We have seen the consequences of this unchecked authority before. In 2020, Trump ordered the National Guard into the district to confront unprovoked racial justice protesters, even deploying military helicopters to intimidate crowds. Federal officers — shielded from the accountability that local police face — used chemical irritants and rubber bullets, injuring and traumatizing residents.
The ACLU-D.C. sued on behalf of some of those protesters and won a favorable settlement, but the broader problem remains: Federal law enforcement can act with impunity here. Now that same unchecked power is being exercised again, with the president openly encouraging law enforcement to “do whatever the hell they want.” History shows exactly who pays the price when that happens — Black, brown and unhoused communities.
The rest of the country should pay close attention as the district is the canary in the coal mine. If the federal government can invent an “emergency” here and in Los Angeles to override local authority, it can do the same anywhere.
The aim is clear: Make fear the norm. If we don’t challenge it, this playbook will be used again and again.
The rest of the country should pay close attention as the district is the canary in the coal mine.
If the federal government truly cared about safety in the district, it would restore the $1 billion in local tax dollars that Congress recently blocked us from using, resulting in harmful cuts that freeze our own funds without saving the federal government a dime. Instead, federal taxpayer money is being spent on troops and a federal police takeover that no one here asked for and that will make our communities less safe.
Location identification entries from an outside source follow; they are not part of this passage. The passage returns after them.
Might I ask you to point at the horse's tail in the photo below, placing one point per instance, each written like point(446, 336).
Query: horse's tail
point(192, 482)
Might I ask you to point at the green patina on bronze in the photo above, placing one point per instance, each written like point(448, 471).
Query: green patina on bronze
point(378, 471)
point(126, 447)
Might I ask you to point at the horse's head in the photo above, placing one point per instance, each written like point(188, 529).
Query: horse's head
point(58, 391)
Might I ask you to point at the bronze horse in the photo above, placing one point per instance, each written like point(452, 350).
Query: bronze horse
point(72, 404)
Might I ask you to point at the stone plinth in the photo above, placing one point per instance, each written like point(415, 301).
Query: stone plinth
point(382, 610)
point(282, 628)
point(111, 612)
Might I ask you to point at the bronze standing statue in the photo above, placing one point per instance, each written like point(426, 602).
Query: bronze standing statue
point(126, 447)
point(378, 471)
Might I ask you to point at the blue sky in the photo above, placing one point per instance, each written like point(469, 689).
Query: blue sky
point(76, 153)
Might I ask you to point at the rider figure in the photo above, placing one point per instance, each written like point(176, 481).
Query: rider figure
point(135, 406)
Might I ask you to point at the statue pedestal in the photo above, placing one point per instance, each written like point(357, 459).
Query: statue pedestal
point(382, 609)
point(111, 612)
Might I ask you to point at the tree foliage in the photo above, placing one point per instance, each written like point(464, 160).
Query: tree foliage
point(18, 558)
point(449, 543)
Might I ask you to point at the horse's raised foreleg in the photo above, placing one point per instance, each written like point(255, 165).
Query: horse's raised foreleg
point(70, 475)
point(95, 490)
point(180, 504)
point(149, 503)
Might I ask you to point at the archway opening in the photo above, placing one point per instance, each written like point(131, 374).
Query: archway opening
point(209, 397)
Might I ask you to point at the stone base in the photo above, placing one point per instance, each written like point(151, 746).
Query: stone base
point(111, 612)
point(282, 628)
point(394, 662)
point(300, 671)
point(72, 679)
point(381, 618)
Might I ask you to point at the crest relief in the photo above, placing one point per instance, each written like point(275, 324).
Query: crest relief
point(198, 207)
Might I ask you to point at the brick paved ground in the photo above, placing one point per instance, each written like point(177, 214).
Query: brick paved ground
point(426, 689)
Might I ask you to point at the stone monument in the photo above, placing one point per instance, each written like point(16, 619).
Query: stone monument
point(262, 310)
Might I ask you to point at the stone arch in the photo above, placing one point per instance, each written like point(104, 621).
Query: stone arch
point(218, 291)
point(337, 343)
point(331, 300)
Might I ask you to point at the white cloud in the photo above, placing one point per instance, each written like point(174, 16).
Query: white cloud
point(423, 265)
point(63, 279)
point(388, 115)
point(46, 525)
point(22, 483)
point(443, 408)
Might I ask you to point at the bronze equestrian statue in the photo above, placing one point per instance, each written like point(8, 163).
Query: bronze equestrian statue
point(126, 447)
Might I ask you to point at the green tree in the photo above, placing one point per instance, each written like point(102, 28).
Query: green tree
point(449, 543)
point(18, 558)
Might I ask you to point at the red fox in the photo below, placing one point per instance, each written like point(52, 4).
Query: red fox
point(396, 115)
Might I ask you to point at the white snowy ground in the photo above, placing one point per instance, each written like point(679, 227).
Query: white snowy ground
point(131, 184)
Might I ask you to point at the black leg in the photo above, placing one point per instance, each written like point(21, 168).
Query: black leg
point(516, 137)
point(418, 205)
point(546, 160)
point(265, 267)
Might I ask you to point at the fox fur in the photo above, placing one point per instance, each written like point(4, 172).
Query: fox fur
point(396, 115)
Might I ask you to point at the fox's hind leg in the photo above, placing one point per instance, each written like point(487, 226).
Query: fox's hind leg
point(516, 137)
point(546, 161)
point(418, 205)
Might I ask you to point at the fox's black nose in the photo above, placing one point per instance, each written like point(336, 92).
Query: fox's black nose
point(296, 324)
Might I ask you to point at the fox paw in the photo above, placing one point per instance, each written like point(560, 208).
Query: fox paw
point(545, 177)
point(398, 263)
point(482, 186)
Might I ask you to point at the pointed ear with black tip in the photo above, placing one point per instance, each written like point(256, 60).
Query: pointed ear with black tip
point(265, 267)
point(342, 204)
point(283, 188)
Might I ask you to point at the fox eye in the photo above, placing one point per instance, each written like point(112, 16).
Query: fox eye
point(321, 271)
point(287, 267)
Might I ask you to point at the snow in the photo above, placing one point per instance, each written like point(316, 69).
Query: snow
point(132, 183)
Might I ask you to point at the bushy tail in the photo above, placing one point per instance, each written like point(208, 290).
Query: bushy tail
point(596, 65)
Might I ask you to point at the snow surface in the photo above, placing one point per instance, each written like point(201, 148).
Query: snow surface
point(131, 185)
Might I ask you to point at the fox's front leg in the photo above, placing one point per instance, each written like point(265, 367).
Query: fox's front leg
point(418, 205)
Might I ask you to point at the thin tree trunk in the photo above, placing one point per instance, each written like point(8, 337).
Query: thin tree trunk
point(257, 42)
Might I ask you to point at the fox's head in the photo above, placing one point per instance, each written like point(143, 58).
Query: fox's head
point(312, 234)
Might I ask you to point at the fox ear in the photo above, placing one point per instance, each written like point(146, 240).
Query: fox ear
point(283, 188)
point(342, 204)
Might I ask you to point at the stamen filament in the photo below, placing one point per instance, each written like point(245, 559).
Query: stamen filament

We cannot afford to be complacent. People across the country must see this moment for what it is: an authoritarian maneuver to expand executive power at the expense of local democracy.
The long-term solution is clear — the district must obtain statehood. Only then will our residents have the same guardrails against federal overreach that every other states enjoy. In the meantime, Congress must end this abuse of emergency powers and remove the troops from our streets. Until that day comes, our democracy — and the rights of people everywhere — will remain vulnerable to whoever occupies the Oval Office.
The District of Columbia is our home, and we need the nation to join us in the fight to protect it from abuse of power.